An insurance-linked securities (ILS) transaction to protect the Central Fund of the Lloyd’s insurance and reinsurance market is “not off the table” according to executives speaking at a media briefing today.
Lloyd’s of London is actively seeking ways to bring new forms of third-party capital more meaningfully into the market, partly as response to investor demand for insurance and reinsurance linked returns, partly as a realisation it needs to be doing more in this space.
As we explained earlier today, Lloyd’s CFO Burkhard Keese responded to our question at an earlier analyst briefing this morning to say that ILS investors are showing “huge interest” in accessing the Lloyd’s market.
But another initiative involving ILS capital, the previously mooted and loosely marketed by Lloyd’s, investigations into the potential use of insurance-linked securities (ILS) to protect its Central Fund, remains an option but does not sound as if it is being actively pursued right now.
Answering questions from journalists at a midday briefing today, CFO Keese explained that there has been no additional movement on the Central Fund ILS deal.
He explained that it’s a case of, “Not at the moment, frankly. We are always reviewing all opportunities but as usual we are not disclosing any details on any transactions. But, at the moment, I’m not aware of anything.”
Pressed as to whether the Central Fund ILS deal is still under consideration, Lloyd’s Director of Performance Management John Hancock stressed, “Not actively right now, although it is not off the table.”
The idea of bringing a layer of ILS capacity into the market as an almost retrocessional reinsurance protection to sit across and cover certain return periods of losses to its Central Fund, the initiative had gained some traction last year.
Pitched as a kind of catastrophe bond or securitisation of a portion of the Central Fund’s risks, the mooted ILS deal had gained some support among investors.
This initiative to put some kind of ILS backed layer of protection across (or alongside) the Central Fund was put on hold back in Q3 2018.
With the Lloyd’s market still well-capitalised, something that hasn’t changed and in fact has only improved over the first-half of 2019, it seems unlikely the market feels the immediate need for such an ILS transaction.
Perhaps preferring to focus on the upcoming publication of the Blueprint and initiatives that seek to bring ILS capital into Lloyd’s as supportive to its members, while enabling investors to access its insurance and reinsurance linked returns.
The Central Fund ILS transaction had been mooted as more of a hedge, which right now may not seem as urgent given the build-up of capital and solvency in the Lloyd’s market.

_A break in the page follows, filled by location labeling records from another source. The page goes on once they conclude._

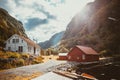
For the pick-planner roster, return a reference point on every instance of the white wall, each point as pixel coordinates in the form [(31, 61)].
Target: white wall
[(14, 46)]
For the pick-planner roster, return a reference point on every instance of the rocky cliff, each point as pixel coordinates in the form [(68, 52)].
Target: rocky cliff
[(53, 41), (9, 26), (97, 26)]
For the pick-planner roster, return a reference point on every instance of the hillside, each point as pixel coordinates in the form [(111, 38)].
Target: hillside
[(9, 26), (53, 41), (97, 26)]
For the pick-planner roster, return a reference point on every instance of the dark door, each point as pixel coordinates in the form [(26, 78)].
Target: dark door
[(20, 49), (34, 50)]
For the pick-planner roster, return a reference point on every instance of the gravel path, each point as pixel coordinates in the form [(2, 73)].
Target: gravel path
[(31, 69)]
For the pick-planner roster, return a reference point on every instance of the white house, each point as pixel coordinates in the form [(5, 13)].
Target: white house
[(22, 44)]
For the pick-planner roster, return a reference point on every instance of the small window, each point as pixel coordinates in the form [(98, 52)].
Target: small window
[(22, 41), (9, 48), (13, 40), (78, 58), (69, 57), (83, 57), (8, 41), (17, 40)]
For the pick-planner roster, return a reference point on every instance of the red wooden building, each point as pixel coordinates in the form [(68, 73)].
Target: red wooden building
[(82, 54), (62, 56)]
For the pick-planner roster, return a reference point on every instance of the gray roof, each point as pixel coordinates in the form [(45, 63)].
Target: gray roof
[(52, 76)]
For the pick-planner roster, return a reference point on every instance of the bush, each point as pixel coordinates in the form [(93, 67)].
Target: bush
[(20, 62), (12, 55), (24, 55), (7, 66)]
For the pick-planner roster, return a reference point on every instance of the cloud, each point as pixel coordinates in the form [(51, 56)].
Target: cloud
[(43, 18), (34, 22)]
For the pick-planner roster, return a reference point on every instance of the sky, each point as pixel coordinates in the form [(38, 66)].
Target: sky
[(43, 18)]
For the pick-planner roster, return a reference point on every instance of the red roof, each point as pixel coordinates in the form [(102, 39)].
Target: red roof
[(87, 50), (30, 42)]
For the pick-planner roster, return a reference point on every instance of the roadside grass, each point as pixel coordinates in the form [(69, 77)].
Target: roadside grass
[(13, 59)]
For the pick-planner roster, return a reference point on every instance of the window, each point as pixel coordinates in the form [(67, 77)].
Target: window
[(8, 41), (13, 40), (22, 41), (78, 58), (17, 40), (69, 57), (20, 48), (83, 57), (9, 48)]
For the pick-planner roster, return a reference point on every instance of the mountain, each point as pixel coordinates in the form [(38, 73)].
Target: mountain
[(53, 41), (97, 26), (9, 26)]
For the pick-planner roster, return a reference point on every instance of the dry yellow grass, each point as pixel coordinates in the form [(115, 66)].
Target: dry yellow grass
[(15, 77), (51, 57)]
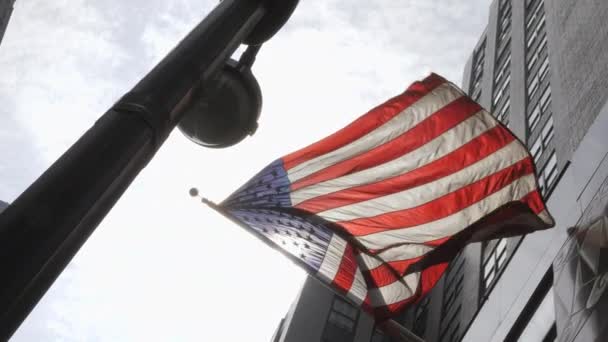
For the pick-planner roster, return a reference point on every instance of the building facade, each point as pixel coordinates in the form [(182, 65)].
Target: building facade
[(541, 67), (6, 8)]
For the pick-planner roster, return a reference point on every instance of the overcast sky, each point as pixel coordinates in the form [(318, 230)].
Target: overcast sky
[(161, 266)]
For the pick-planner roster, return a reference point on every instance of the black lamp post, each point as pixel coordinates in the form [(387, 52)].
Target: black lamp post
[(214, 100)]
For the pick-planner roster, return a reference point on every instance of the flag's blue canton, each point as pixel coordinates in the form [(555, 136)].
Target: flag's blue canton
[(263, 204), (303, 239), (269, 188)]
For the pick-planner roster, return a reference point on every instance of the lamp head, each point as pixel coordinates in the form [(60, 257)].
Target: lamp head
[(227, 113)]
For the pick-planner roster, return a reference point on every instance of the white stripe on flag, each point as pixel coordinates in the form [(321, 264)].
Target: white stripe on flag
[(395, 292), (425, 193), (333, 257), (402, 122), (435, 149), (358, 290), (454, 223), (401, 252)]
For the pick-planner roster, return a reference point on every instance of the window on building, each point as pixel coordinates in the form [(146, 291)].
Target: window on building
[(377, 336), (504, 68), (494, 261), (503, 114), (547, 133), (537, 31), (536, 150), (541, 326), (502, 89), (536, 321), (533, 87), (341, 322), (532, 62), (451, 330), (534, 15), (544, 69), (451, 306), (548, 175), (534, 118), (542, 44), (545, 99), (420, 317)]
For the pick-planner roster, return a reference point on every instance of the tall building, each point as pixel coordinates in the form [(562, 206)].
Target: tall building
[(6, 8), (541, 67)]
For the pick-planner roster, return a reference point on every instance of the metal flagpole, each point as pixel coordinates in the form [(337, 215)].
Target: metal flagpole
[(48, 223), (390, 327)]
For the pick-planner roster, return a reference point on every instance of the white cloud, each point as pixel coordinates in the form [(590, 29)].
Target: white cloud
[(161, 266)]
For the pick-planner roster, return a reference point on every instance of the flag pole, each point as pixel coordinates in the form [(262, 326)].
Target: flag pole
[(390, 327), (49, 222)]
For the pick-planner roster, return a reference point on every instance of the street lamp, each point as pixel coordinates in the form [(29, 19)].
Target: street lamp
[(48, 223)]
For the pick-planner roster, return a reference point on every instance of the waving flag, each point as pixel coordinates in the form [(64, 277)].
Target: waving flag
[(377, 209)]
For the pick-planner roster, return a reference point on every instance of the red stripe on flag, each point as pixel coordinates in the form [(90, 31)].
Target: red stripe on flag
[(365, 124), (471, 152), (346, 272), (428, 279), (442, 206), (388, 273), (534, 201), (430, 128)]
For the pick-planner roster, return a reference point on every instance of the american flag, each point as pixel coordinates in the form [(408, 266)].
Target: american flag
[(377, 209)]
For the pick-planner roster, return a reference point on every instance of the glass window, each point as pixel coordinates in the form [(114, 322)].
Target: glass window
[(534, 118), (532, 87), (534, 15), (550, 171), (377, 336), (502, 89), (540, 325), (544, 68), (536, 32), (536, 150), (494, 261), (341, 321), (503, 69), (504, 111), (501, 252), (542, 44), (545, 99), (532, 61), (548, 175), (547, 132)]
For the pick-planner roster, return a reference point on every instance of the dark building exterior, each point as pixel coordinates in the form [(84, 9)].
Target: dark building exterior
[(6, 8), (541, 67)]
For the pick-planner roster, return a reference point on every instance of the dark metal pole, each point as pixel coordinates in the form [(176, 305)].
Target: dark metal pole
[(42, 229)]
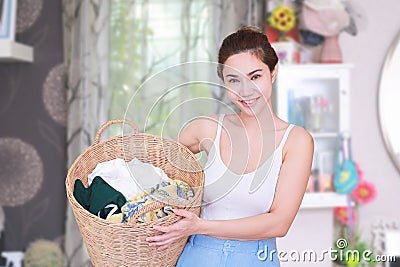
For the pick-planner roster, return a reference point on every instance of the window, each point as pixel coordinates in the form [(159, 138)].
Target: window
[(146, 38)]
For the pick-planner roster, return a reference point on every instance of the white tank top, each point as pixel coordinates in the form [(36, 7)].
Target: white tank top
[(228, 195)]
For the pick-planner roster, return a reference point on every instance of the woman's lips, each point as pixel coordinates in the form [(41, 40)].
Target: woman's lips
[(248, 103)]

The transaction was also a complex one, given it suggested a more whole-account approach to hedging Lloyd’s performance, involving multiple lines of business, across both catastrophe and non-catastrophe books.
Of course, we’d say the more current initiatives to enable ILS investors to access the market are a little better-aligned with investor motivations for accessing the market. However Lloyd’s must be careful not to just treat ILS investors as hedging capacity, or following support for their underwriters.
ILS capital wants to access the business selectively at Lloyd’s, hence enabling ILS fund managers to access and operate in the market more readily, bringing their investors with them, may ultimately prove a better solution than some of the others on the table.
Although, an ETF type approach to letting investors allocate to a fund delivering Lloyd’s market-like returns may prove attractive to some, just so long as the continuing performance issues continue to be improved first.
A kind of quota-share sidecar vehicle, perhaps even exchange listed, could meet a wide variety of investor needs and provide a spread of market-wide returns.
We understand that structures such as this have been under consideration. While they won’t solve for all investors (the most sophisticated want more specific alpha generation from underwriting), a better performing Lloyd’s underwriting book could be a particularly diversified way to access insurance-linked returns.
Keese is confident Lloyd’s will prove an attractive option to investors, saying “We’re going to make it easier and I’m pretty sure that we will attract different sources of capital.”
While attracting capital shouldn’t be a problem, the main issue is finding a way for ILS investors to tap the insurance and reinsurance market’s returns that is aligned both with the ambitions of the Corporation and the ambitions of the underwriting members themselves.